Keith v. Secretary of the Department of Health & Human Services

55 Fed. Cl. 791, 2003 U.S. Claims LEXIS 86, 2003 WL 1872937
CourtUnited States Court of Federal Claims
DecidedMarch 25, 2003
DocketNo. 00-273V
StatusPublished
Cited by3 cases

This text of 55 Fed. Cl. 791 (Keith v. Secretary of the Department of Health & Human Services) is published on Counsel Stack Legal Research, covering United States Court of Federal Claims primary law. Counsel Stack provides free access to over 12 million legal documents including statutes, case law, regulations, and constitutions.

Bluebook
Keith v. Secretary of the Department of Health & Human Services, 55 Fed. Cl. 791, 2003 U.S. Claims LEXIS 86, 2003 WL 1872937 (uscfc 2003).

Opinion

OPINION

BASKIR, Judge.

Debra Kay Keith filed a petition in May 2000 seeking compensation under the National Vaccine Injury Compensation Program (Program), 42 U.S.C. §§ 300aa-10-34 (1994).

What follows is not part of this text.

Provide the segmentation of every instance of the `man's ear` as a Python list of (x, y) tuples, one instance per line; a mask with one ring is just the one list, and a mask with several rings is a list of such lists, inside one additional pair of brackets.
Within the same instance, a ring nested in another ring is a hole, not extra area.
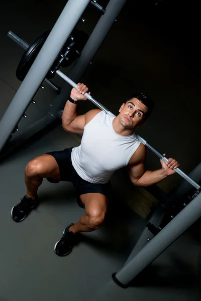
[(124, 106), (125, 105), (125, 103), (123, 103), (122, 105), (122, 106), (121, 107), (121, 108), (120, 108), (120, 109), (119, 110), (119, 112), (120, 113), (120, 112), (122, 111), (123, 108), (124, 107)]
[(138, 124), (137, 125), (137, 127), (141, 127), (143, 125), (144, 125), (146, 123), (146, 120), (142, 120), (142, 121), (140, 121), (140, 122), (139, 122), (138, 123)]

She alleged that Tetanus shots she received in 1997 and 1998 caused her to contract Brachial Neuritis and aggravated her preexisting brain stem defect, a Chiari I malformation. While Ms. Keith presented thorough records documenting her symptoms and doctors’ evaluations, this evidence did not itself show that she had Brachial Neuritis or that the vaccination caused an aggravation of her brain stem defect. Ms. Keith lacked any medical expert opinion to substantiate her claims.

In late 2002, the Respondent filed a second Motion to Dismiss, alleging that the Petitioner had insufficient proof to make out a prima facie case of injury or causation in fact. The Respondent also alleged that the Petitioner had failed to comply with numerous orders requiring her to present an expert medical opinion, even after Special Master E. LaVon French granted her several extensions of time. Concluding there was insufficient evidence of causation and no medical expert opinion provided by the Petitioner to cure this defect, the Special Master found that the Petitioner had not met her burden of proof and was not entitled to compensation under the Program. Thus, the Special Master granted the Respondent’s motion in October 2002.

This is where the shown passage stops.